A new study shows preemies who were given more breast milk developed more brain tissue than those who weren't.
My daughter was a preemie and I didn't breastfeed. I could go on to tell you all about her struggle to feed and her failure to thrive, about the way she screamed and cried and sometimes stopped breathing every time she tried to simultaneously suck and swallow. I could tell you about the way I wrestled with the decision to give her formula in order to maximize calories, and about how I later exclusively breastfed my son—and now he's the one who gets sick all the time.
Breastfeeding isn't for every mom or every baby, and that's something I've made peace with. We all do what we have to do.
If you are able to breastfeed your premature baby, there's some good news: According to a new study of 77 preterm infants in the NICU at St. Louis Children's Hospital, preemies who were fed mostly breast milk during the first month of life appear to have more robust brain growth than those who were not.
Preemies typically have smaller brains than full-term infants. So the researchers measured how much breast milk each baby was given while in the NICU, then conducted brain scans on their actual due dates. The findings? The preemies who received at least 50 percent breast milk had more brain tissue and cortical-surface area by their due dates than the ones who didn't.
"The brains of babies born before their due dates usually are not fully developed," said senior investigator Cynthia Rogers, MD. "But breast milk has been shown to be helpful in other areas of development, so we looked to see what effect it might have on the brain. With MRI scans, we found that babies fed more breast milk had larger brain volumes."

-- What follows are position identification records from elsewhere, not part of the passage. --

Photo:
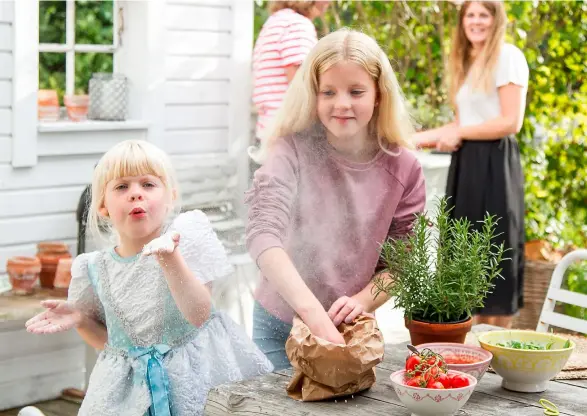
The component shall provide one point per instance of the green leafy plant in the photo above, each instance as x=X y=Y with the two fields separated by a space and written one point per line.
x=446 y=285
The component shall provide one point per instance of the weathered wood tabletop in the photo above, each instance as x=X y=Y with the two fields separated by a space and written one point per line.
x=266 y=395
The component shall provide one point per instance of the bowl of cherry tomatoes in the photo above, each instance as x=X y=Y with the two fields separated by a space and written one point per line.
x=427 y=387
x=460 y=357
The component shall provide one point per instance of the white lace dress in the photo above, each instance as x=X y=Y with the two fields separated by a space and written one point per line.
x=156 y=362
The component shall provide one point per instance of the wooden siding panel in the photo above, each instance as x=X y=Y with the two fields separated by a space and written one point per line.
x=197 y=68
x=195 y=17
x=190 y=117
x=5 y=65
x=197 y=92
x=198 y=43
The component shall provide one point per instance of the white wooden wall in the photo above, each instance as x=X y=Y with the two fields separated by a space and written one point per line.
x=6 y=65
x=191 y=89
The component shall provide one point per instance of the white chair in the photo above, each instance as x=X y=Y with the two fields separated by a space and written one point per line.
x=555 y=294
x=235 y=294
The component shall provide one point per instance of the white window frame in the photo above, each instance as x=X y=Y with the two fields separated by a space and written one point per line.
x=70 y=48
x=140 y=60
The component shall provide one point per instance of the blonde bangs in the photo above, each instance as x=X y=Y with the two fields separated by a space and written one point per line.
x=133 y=161
x=127 y=159
x=391 y=121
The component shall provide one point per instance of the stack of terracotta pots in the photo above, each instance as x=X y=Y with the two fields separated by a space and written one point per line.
x=51 y=266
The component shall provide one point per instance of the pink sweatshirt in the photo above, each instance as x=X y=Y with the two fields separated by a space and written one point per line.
x=329 y=214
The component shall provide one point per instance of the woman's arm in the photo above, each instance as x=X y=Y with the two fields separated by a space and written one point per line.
x=509 y=122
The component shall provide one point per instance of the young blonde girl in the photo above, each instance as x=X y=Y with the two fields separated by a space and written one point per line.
x=144 y=301
x=489 y=83
x=337 y=180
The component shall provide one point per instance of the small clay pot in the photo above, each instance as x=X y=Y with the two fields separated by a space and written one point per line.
x=422 y=332
x=23 y=273
x=50 y=253
x=77 y=106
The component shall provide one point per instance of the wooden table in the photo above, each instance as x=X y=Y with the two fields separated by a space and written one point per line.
x=266 y=395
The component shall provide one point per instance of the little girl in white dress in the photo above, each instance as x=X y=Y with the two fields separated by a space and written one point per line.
x=145 y=301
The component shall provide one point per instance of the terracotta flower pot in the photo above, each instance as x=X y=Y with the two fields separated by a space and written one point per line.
x=23 y=273
x=77 y=106
x=423 y=332
x=50 y=254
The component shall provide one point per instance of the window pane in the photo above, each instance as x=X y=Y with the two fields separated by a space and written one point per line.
x=94 y=22
x=52 y=21
x=52 y=73
x=88 y=63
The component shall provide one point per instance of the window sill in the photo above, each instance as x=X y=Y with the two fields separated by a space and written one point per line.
x=90 y=125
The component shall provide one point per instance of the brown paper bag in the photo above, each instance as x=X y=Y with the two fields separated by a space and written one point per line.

Keep in mind that this is a small study, and that the researchers admit more studies are needed. In the meantime, they plan to follow the babies in the study through their first several years of life, focusing on their motor, cognitive, and social developmental outcomes.
"We want to see whether this difference in brain size has an effect on any of those developmental milestones," Dr. Rogers said. "We wanted to see whether it was possible to detect the impact of breast milk on the brain this early in life and whether the benefits appeared quickly or developed over time."